Where this phenomenon gets complicated is when chartists come to think of prices arriving at a support or resistance level. It is common for chartists to draw horizontal lines from prior highs or lows, expecting that the sellers or buyers who sold or bought at those levels will do so again if prices return to those levels. Such is the case with the dollar price of gold getting back up close to revisiting that $2067/oz level seen in August 2020. Dollar-based traders think that gold encountered “key resistance” at that prior high. But dollar-based traders are only a small fraction of the world’s gold traders, and the rest of the gold traders around the world had no awareness at all of that August 2020 prior high being very significant to them at all.

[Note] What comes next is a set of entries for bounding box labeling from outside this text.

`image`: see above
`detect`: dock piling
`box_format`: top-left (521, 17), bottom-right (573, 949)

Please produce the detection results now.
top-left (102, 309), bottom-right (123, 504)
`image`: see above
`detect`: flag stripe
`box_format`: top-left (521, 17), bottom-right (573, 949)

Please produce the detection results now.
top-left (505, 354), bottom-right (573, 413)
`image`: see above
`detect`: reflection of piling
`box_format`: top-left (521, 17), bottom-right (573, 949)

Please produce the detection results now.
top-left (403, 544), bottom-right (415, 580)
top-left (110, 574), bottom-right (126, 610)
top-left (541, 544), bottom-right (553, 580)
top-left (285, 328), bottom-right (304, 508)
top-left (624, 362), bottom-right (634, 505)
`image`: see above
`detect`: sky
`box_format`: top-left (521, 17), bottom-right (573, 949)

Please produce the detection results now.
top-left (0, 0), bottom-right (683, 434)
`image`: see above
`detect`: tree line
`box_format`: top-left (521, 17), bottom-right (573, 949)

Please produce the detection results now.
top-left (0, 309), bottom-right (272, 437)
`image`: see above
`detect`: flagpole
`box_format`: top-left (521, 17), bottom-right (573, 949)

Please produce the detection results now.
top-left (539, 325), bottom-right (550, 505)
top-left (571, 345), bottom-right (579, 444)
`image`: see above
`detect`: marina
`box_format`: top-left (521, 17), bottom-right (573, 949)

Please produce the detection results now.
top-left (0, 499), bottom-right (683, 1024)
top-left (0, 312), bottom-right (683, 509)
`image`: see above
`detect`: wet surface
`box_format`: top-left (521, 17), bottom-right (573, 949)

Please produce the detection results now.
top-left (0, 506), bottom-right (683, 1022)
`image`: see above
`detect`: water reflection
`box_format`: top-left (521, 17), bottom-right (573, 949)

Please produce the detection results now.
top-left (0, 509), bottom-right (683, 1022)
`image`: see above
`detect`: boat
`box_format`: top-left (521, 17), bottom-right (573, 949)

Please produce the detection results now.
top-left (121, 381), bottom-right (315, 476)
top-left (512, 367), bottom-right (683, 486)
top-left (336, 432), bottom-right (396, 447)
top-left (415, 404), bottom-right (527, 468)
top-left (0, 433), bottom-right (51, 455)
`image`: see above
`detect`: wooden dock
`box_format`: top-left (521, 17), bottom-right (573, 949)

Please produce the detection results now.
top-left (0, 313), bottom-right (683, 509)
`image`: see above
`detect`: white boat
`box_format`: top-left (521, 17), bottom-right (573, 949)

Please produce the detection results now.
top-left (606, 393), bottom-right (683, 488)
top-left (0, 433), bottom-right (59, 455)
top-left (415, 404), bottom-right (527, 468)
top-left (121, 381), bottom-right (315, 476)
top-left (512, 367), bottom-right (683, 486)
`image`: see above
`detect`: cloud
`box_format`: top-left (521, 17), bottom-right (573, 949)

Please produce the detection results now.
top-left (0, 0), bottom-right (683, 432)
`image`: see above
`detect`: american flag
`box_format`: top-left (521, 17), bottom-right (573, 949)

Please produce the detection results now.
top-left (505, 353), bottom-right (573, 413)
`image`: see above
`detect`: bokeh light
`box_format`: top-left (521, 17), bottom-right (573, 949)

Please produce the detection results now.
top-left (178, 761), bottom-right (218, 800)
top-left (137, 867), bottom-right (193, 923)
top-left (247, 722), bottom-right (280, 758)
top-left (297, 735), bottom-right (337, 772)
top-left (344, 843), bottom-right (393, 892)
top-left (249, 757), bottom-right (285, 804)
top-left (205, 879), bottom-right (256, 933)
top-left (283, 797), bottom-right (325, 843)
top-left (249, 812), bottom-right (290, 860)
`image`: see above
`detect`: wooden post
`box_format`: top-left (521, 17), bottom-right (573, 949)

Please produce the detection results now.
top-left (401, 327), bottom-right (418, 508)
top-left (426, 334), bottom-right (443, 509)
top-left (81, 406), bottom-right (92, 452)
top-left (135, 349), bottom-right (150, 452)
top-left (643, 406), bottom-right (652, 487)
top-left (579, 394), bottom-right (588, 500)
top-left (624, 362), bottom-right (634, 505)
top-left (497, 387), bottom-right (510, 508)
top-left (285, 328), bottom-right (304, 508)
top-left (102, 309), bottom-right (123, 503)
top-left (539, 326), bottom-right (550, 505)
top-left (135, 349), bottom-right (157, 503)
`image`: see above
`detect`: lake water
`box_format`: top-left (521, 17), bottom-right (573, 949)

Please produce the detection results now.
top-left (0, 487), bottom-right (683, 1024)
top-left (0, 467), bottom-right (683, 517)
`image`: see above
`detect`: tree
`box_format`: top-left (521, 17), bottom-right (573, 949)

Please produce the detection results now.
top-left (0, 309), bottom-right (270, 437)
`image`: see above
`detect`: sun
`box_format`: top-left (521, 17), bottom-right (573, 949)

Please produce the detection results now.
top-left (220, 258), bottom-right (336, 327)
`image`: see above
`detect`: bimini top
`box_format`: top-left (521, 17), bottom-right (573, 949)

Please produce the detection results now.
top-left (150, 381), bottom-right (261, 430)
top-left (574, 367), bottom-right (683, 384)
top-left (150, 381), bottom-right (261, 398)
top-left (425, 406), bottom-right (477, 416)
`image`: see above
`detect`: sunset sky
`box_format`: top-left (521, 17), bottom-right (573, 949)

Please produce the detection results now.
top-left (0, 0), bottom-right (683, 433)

It is for this reason that I try to stay away from thinking that a static support or resistance level is ever going to matter on a chart of the dollar price of gold. It looks so different to so many other traders that the supposed importance of that prior high or low on a dollar priced chart is just not going to matter to them, and they will not exhibit behaviors expected by someone staring at the dollar priced chart. And it gets further complicated if one looks at the spot price of gold or the futures price, since contango can introduce price differences into futures price charts, especially now that we have higher short-term interest rates. So a logical support or resistance level on a continuation futures chart (stringing together lots of different contract months) can look different from what the spot price chart looks like, potentially ruining any chart pattern interpretation one might try to make.
I realize that this assertion goes against the thinking of a lot of technical analysts, and I am okay with that.